Archive for June, 2011
It turns out that if a bottle of beer is put in the freezer for long enough, and then removed while it is still liquid and, lastly, given a sudden shock, the beer will instantly freeze solid. I saw this confirmed by the pop-science TV show Mythbusters in their episode 153, originally aired on 11/10/10. Based on trial-and-error experimentation their Build Team found that 3 hours of cooling time sufficed to create the delightful phenomenon. See the instant beer-freeze demonstrated by EasyBarTricks.com here. For detailed instructions on how to try this at home or in a classroom, plus a nerdy explanation (think PVNERT) by physics and math teacher Daryl Taylor, check out this website.
Of course I had to try this for myself. However, not being one who ever leaves well-enough alone, I tried light beer (Miller, bottled in clear glass) side by side with the recommended Corona – two of each. Could this be a factor (light versus regular brew)? After being careful to wait at least 3 hours for the quartet of brews to super-cool, I brought them out for a family party. Two of the beers crystallized when smacked on our kitchen cutting board, but the other two did not. Here’s a twist, though: None of the bottles were uncapped first, so how does that gibe with the PV-nerd’s explanation?
Alas, one of the light beers crystallized and the other did not – ditto for the Corona, so my results, albeit semi-successful, were indeterminate on the issue of light vs regular brews. The good news is that we salvaged two bottles of beer (the frozen ones become undrinkable).
Feel free to weigh in with your theories and experimental results from this beer trick. One thing I learned from my first try – a lot more beer would be good, along with a walk-in freezer (or the backyard in mid-winter).
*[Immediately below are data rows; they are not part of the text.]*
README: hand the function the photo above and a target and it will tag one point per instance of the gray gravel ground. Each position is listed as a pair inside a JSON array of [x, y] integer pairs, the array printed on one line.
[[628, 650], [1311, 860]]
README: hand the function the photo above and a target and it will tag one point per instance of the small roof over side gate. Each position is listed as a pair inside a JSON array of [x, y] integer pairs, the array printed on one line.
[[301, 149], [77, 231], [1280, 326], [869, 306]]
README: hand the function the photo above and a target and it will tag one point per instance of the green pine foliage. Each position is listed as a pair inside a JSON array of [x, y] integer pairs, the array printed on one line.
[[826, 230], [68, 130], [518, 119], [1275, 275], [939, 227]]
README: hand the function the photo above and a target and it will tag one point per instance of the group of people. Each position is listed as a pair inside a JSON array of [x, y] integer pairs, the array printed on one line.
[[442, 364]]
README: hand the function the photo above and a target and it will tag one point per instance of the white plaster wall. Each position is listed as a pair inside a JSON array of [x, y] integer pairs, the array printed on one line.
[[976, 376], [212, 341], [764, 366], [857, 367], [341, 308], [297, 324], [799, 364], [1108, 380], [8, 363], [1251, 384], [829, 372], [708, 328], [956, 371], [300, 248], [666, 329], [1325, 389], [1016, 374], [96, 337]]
Tia Ghose of The Scientist provides a thought-provoking “Q&A” with biostatistician Peter Bacchetti on “Why small is beautiful” in her June 15th column seen here. Peter’s message is that you can learn from a small study even though it may not provide the holy grail of at least 80 percent power.* The rule-of-thumb I worked from as a process development engineer is not to put more than 25% of your budget into the first experiment, thus allowing the chance to adapt as you work through the project (or abandon it altogether). Furthermore, a good strategy of experimentation is to proceed in three stages:
- Screening the vital few factors (typically 20%) from the trivial many (80%)
- Characterizing main effects and interactions
- Optimizing (typically via response surface methods).
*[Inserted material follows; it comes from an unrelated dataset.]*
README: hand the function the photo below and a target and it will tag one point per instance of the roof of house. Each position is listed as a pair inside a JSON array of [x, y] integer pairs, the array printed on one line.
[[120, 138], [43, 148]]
For a great overview of this “SCO” path for successful design of experiments (DOE) see this detailing on “Implementing Quality by Design” by Ronald D. Snee in Pharm Pro Magazine, March 23, 2010.
Of course, at the very end, one must not overlook one last step: confirmation and/or verification.
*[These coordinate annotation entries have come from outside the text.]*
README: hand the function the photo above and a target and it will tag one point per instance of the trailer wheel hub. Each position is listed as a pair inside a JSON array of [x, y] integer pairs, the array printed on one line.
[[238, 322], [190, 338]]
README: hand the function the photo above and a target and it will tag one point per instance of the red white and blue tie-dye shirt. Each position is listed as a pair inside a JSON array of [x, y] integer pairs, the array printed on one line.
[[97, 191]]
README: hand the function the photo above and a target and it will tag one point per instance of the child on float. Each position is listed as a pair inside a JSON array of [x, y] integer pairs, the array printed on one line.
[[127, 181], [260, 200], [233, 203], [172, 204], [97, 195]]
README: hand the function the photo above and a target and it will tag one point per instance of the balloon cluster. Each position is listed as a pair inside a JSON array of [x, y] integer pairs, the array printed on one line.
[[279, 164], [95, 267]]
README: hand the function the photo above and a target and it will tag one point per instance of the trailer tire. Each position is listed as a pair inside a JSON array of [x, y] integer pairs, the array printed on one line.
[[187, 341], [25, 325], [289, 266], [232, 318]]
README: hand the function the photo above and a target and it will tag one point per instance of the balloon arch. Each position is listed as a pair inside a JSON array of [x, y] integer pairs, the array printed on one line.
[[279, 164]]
* I am loathe to abandon the 80% power “rule”** but, rather, increase the size of effect that you screen for in the first stage, that is, do not use too fine a mesh.
** For a primer on power in the context of industrial experimentation via two-level factorial design, see these webinar slides posted by Stat-Ease.
In a column for Newsweek magazine, science writer Sharon Begley* discusses how ignorance about the statistical principle of regression to the mean** causes all sorts of crazy behavior. For example, sufferers of colds try a new remedy that seems to make them better, but in reality, they were already recovering. This behavior leads to over-use of antibiotics, which breeds drug-resistant bacteria. Ultimately, according to this quote passed along by Begley:
“People die at a biblical scale because of such stupidity.”
- Ben Goldacre, author of Bad, Science: Quacks, Hacks and Big Pharma Flacks.
On a lighter (?) note, this tendency by people to attribute cause-and-effect relationships to random ups-and-downs explains why some teachers, coaches and instructors hold back praise and only berate their pupils. A case in point is the flight instructor who lavishes praise on a training-pilot who makes a lucky landing. Naturally the next result is not so good. Later the pilot bounces in very badly — again purely by chance (a gust of wind). The instructor roars disapproval. That seems to do the trick — the next landing is much smoother. So now you know why coaches yell so much: It’s their regression to the mean.
* “Wanted: BS Detectors” – 11/8/10.
**First brought forward by France Galton in 1886 via this essay on “Regression towards Mediocrity in Hereditary Stature”
According to my morning newspaper (St. Paul Pioneer Press), yesterday’s record temperature made it hotter hereabouts than a billy goat in a pepper patch, or the devil’s underwear (I hope he is not a tweeter like that New York Congressman), or two bears fighting in a forest fire (down in Arizona, I suppose). Even so, a vestige of the once 60-foot high pile of snow dump in downtown St. Paul remained intact. Perhaps it will disappear today. I hope so, because it will be back in the 60’s by Friday – colder than a basement toilet seat as Minnesotans like to say.